Arbour Hill House And Attached Screen Walls, Dovecote And Summer House
- WRENN ID
- errant-jamb-bistre
- Grade
- II
- Local Planning Authority
- North Yorkshire
- Country
- England
- Date first listed
- 13 February 1967
- Type
- House
- Source
- Historic England listing
Description
Arbour Hill House is a farmhouse, now a house, dating to around 1760. It was built for Robert Conyers Darcy, Earl of Holderness, of Hornby Castle. The building is constructed of sandstone ashlar, with roofs of concrete interlocking tiles and pantiles.
The main house is two storeys high, with three-storey end pavilions, arranged in a 1:1:3:1:1 bay arrangement, the central three bays projecting as a canted bay to both the front and rear. A plinth runs along the base. The ground floor features an arcade of round arches, with recessed blocking except for a doorway in the first bay, a round-arched sash window with thick glazing bars in the fourth bay, a door with a radial fanlight in the sixth bay, and a 20th-century window in the seventh bay. An impost band runs above the ground floor. The first floor has square window openings with flat arches, blind except for a central six-pane sash window. The end pavilions each have a blind oculus on the second floor. An eaves band runs across the front of the house and continues as a second-floor band on the pavilions. The end pavilions have pyramidal roofs, while the canted bays have semi-hexagonal roofs. A concrete interlocking tile roof covers the main section of the house. A central octagonal chimney rises from the roof ridge.
Attached to the main house are single-storey screen walls, each containing a doorway with a plain surround.

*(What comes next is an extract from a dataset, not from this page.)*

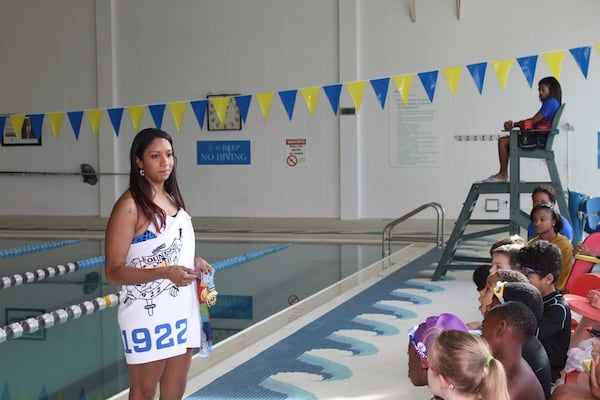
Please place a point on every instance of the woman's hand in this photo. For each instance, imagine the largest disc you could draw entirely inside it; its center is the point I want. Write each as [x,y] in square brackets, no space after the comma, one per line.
[181,276]
[202,266]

To the left is a two-storey dovecote with a boarded door in a plain surround with a keyed lintel on the ground floor, a first-floor band, projecting ledges for birds to alight on, and a pyramidal roof. To the right is a two-storey summer house with a first-floor band and a pyramidal roof.
The rear of the house shows a similar ground-floor round arcade with recessed blocking, round-arched sash windows with glazing bars in the first, sixth and seventh bays, and a part-glazed door with a fanlight in the fourth bay. The rest of the ground-floor bays are blind. The first floor has unequally-hung 12-pane sash windows in the first, second, fourth, sixth and seventh bays. Second-floor oculi are present in the end pavilions. The rear of the summer house and dovecote also features a blind oculus set into the first-floor band.
The left return of the dovecote has an oculus set into the band; the right return has a boarded door in a plain surround with a keyed lintel on the ground floor, and a first-floor doorway above. The left return of the summer house has two doorways with plain surrounds and keyed lintels on the ground floor, one part-blocked to the left, and a part-glazed door to the right; the right return has a blind oculus set into the first-floor band.
The interior of the house features round arches in the walls of the ground-floor front room in the canted bay. In the sixth bay, there's an 18th-century open well staircase with stick balusters. The house is of a similar design to Street House in Ainderby Mires, which is constructed of brick.